I wrote about this in the AI and LLM security testing guide. The short version: if a target has a chatbot, an AI-powered search feature, or any LLM integration, test it. This is one of the least competitive areas in bounty hunting right now because most hunters do not know how to test AI features systematically.
Prioritizing your time
If I had to rank these categories by return on time invested for an intermediate bounty hunter, I would order them like this:
- Broken Access Control (A01) - highest volume of findings, consistent payouts, testable on every application
- Supply Chain Failures (A03) - low competition, high payouts, requires recon skills you should already have
- Security Misconfiguration (A02) - fast to test, scales well across targets, good for building reputation
- Injection (A05) - competitive but still productive, especially SSTI and stored XSS
- Authentication Failures (A08) - account takeover chains pay extremely well when you find them
The remaining categories are worth testing when the opportunity presents itself, but I would not build my entire hunting strategy around them.
What to do with this
The OWASP Top 10 is a prioritization tool, not a checklist. You do not need to test every category on every target. But understanding which categories matter most helps you allocate time.

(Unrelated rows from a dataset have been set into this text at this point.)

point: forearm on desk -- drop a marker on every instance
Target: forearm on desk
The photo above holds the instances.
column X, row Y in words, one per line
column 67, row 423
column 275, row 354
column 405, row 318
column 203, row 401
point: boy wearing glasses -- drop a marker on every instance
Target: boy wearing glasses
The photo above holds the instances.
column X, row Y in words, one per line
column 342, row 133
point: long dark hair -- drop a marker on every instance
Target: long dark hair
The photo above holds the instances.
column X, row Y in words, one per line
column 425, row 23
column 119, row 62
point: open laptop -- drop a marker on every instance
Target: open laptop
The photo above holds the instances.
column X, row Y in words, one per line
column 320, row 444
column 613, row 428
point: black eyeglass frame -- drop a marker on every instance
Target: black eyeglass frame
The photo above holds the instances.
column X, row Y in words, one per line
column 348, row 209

Here is my concrete suggestion. Take the next program you hunt on and spend one session focused exclusively on A02 (Security Misconfiguration) and A03 (Supply Chain Failures). These are the two categories that moved most aggressively upward in 2025, and they are the two categories where most hunters spend the least time. If you find nothing, you have at least expanded your testing methodology. If you find something, you are ahead of the curve.
The OWASP dataset is public. The Web Security Testing Guide provides test cases for every category. And the resources in the learn section of this site cover the hands-on techniques for each vulnerability class. Use them.